My future long-term bodybuilding plans are to one day stand on stage at the Arnold Classic and also to gain an IFBB pro card. My plan is to share my story with as many people as I can. I want to motivate and inspire people to get off their butts and make a change in their life. My short-term goals are to enter my first figure competition in late 2013 upon my return from Afghanistan. I want to participate in the Mr. and Mrs. Fort Campbell bodybuilding and figure competition. Another goal/dream of mine is to join the team. I will be participating in the 2012 Military $100K Transformation Challenge with a chance to hold the title of Military Spokes Representative.
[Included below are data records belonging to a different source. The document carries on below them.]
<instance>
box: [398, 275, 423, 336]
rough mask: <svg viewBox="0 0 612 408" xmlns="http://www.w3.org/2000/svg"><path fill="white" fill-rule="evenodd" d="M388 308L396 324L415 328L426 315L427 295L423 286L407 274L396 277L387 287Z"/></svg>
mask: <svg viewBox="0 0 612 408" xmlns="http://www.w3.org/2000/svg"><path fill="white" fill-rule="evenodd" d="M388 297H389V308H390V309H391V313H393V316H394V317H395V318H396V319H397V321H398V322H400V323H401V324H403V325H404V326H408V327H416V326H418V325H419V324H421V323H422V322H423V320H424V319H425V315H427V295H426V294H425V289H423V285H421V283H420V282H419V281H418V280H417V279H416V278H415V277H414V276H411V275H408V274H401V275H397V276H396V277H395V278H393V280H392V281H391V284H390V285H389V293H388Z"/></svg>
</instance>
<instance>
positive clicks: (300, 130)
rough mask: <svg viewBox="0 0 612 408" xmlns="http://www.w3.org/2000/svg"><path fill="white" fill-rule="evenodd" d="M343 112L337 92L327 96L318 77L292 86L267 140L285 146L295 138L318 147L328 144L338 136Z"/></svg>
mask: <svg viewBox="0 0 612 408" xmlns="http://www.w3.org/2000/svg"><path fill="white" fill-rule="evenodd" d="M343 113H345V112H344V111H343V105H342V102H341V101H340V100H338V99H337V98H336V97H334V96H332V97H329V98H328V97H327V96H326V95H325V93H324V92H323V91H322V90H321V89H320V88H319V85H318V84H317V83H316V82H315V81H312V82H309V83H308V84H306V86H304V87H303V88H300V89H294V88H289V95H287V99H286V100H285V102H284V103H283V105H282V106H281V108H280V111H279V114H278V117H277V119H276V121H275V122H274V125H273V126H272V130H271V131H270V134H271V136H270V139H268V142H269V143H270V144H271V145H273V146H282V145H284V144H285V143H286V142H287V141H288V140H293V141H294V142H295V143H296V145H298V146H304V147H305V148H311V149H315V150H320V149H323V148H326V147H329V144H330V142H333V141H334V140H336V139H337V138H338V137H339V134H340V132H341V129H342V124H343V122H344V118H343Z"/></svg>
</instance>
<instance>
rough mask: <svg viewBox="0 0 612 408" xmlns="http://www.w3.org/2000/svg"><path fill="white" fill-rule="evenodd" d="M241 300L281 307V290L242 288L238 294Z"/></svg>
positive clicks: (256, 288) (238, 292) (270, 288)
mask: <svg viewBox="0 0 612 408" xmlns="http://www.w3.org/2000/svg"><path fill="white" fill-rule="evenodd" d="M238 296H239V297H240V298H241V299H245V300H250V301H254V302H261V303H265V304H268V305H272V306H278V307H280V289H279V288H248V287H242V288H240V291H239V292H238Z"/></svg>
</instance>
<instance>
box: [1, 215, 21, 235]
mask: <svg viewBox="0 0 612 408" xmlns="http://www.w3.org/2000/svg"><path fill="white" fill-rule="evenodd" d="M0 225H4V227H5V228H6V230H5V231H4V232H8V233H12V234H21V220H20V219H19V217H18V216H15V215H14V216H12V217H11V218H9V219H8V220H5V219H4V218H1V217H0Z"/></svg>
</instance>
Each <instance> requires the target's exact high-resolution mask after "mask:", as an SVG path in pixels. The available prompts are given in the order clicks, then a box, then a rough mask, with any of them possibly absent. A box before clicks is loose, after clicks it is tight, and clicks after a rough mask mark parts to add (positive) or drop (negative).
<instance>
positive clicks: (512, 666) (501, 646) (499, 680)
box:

Who are your favorite bodybuilders?

Female: Oksana Grishina and Tanji Johnson
Male: Ronnie Coleman and Arnold Schwarzenegger

What one tip would you give other bodybuilders in the military?

Balance is key. As a solider you live a strict lifestyle, but as a bodybuilder you live an even more demanding lifestyle. You can have both. Just stay focused and commit yourself. Be willing to make sacrifices. You can have anything in this world if you just dedicate yourself. Also, remember that you represent the best of the United States of America in and out of uniform, on and off the stage.